He has such a weird drunk-voice.
dude, he's deaf.
Could guys at least pretend I require some amount of money to be spent before I randomly go down on them?
Why are my keys in the refrigerator?
You said "This is gonna really confuse me tomorrow." Apparently drunk you plays pranks on hungover you.
This explains so much.
It just hit me that I woke up to you in a bear suit. Explain.
I tried douching with a turkey baster. Not the brightest idea.
Housing is going to charge us for any broken dishes/glassware. Steal as many glasses as you can from the bars tonight. I got the baking dish and 3 plates covered.
just remembered spooning on the cardboard and confessing to each other we had the spins.
I broke the girls bed.

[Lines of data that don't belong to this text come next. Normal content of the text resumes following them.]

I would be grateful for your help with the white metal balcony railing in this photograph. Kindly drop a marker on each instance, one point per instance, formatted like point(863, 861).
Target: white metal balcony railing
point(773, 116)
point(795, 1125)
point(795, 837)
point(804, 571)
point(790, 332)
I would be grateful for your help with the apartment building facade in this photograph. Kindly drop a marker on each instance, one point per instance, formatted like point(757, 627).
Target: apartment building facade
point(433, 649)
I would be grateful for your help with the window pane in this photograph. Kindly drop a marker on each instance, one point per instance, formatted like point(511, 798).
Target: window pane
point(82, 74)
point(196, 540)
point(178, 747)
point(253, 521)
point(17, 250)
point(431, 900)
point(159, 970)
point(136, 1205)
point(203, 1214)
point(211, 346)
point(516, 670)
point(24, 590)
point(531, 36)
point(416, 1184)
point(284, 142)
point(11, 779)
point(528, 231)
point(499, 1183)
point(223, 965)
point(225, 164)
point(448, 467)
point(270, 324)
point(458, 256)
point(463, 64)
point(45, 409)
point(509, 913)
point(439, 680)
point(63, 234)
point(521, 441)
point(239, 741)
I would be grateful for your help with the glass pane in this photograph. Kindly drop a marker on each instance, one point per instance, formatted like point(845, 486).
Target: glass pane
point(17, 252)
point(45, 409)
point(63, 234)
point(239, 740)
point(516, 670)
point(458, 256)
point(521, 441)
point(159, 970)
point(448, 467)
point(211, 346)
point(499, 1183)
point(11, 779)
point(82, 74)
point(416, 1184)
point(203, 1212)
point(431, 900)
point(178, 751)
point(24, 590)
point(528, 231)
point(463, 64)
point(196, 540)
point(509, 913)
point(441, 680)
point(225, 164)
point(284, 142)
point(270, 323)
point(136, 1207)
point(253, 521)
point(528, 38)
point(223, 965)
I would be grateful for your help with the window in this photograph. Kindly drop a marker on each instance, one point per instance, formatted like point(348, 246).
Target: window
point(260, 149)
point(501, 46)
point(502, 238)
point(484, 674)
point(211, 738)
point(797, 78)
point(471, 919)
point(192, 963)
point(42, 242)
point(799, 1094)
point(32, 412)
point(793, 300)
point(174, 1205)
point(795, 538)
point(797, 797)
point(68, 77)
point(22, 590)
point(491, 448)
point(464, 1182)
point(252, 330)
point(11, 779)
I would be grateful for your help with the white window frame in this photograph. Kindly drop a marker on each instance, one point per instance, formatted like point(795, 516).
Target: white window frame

I will not apologize about bragging.
can't believe I traded a good night's sleep and a midterm for your blurry tits
so my pro life roomate found a used condom wrapped up in her sheets with your panties. never letting you have sex in her bed again
He told me to be careful with the shrooms because he mostly had caps left. He sounded apologetic but that's the best news all week.
He seemed genuinely disappointed when I told him I wasn't going to make out with him to Bring Me To Life by Evanescence so I feel like I've pinpointed the breaking point of this relationship
My condom drawer is now filled with W-2s and tax return documents. Is this adulting?
Social anxiety problems: I just had to get up and change stalls mid-poop because someone sat down in the one next to mine.
I’m not dating him for his personality. I’m dating him so I can steal his dog.